SCARP MORPHOLOGY, SLIP DISTRIBUTION, AND SHALLOW FAULT STRUCTURE OF THE MW 7.2 1959 HEBGEN LAKE EARTHQUAKE RUPTURE FROM AIRBORNE LIDAR

We use airborne lidar topography to examine scarps of the M_w 7.2 1959 Hebgen Lake, Montana earthquake, gaining an improved understanding of the rupture morphology, slip distribution, and shallow structure of what remains one of the largest continental normal faulting events on record globally. We exploit a 50 cm-resolution terrain model from a lidar survey flown in 2014 by the National Center for Airborne Laser Mapping. ~700 new throw measurements, derived from topographic scarp profiling, in places greatly exceed vertical slip surveyed at the fresh scarp free face after the earthquake (Witkind, 1964). Modern scarps along the rangefront-forming Hebgen and SE Red Canyon faults must variably capture slip not only in the 1959 rupture but also in one or two preceding Holocene events (known from trenching), yet they appear simple in profile, seldom exhibiting bevels characteristic of composite landforms.
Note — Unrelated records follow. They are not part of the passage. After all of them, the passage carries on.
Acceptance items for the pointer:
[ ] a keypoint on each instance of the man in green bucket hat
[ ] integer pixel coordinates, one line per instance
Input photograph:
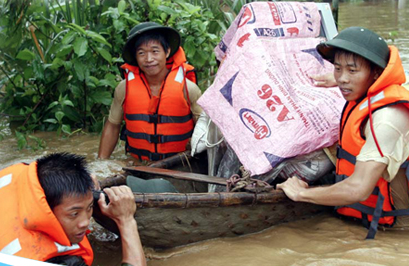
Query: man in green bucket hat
(157, 99)
(373, 148)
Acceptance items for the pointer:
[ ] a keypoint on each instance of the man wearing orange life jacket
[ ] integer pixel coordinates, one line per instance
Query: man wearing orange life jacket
(374, 133)
(47, 206)
(157, 100)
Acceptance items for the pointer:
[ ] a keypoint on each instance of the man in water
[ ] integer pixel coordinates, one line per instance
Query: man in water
(47, 206)
(374, 134)
(157, 100)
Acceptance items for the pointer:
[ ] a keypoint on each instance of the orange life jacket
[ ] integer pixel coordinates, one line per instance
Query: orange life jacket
(386, 91)
(157, 127)
(29, 228)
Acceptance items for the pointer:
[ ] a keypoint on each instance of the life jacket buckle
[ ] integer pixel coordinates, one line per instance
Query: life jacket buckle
(155, 138)
(153, 118)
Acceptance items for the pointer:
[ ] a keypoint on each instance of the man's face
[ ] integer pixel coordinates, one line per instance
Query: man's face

This has wider implications for how morphologically-simple scarps are interpreted: with no knowledge of the 1959 event, the scarps could easily be mistaken as generated by a single paleo-earthquake, whose magnitude would then be overestimated (from scarp heights and rupture length) as M_w ~7.4. Next, we examine the roughness of slip distributions along the three major rupture strands. Surface slip along the rangefront Hebgen and SE Red Canyon faults is quantifiably rougher than along the intramontane NW Red Canyon fault. The latter fault exploits weak bedding planes in rupturing to the surface, which may have enhanced the uniformity of its scarp heights. Finally, we use the 3-D intersection of the rupture with topography to estimate the dip of the faulting, using simple planar fitting that samples length scales of 100s of meters and depth scales of 10s of meters. This proves more challenging than for other recent (strike-slip) earthquakes analyzed in a similar manner, perhaps indicating that the Hebgen and Red Canyon faults are highly-segmented over short spatial scales. However, average segment dips are consistently ~30^o - 45^o, significantly lower-angle than values of 45^o - 60^o from earlier seismological and geodetic models, which in contrast sample the full seismogenic zone. This apparent anti-listric geometry may reflect the influence of gently-inclined Laramide structures in guiding the modern normal faulting in the near-surface.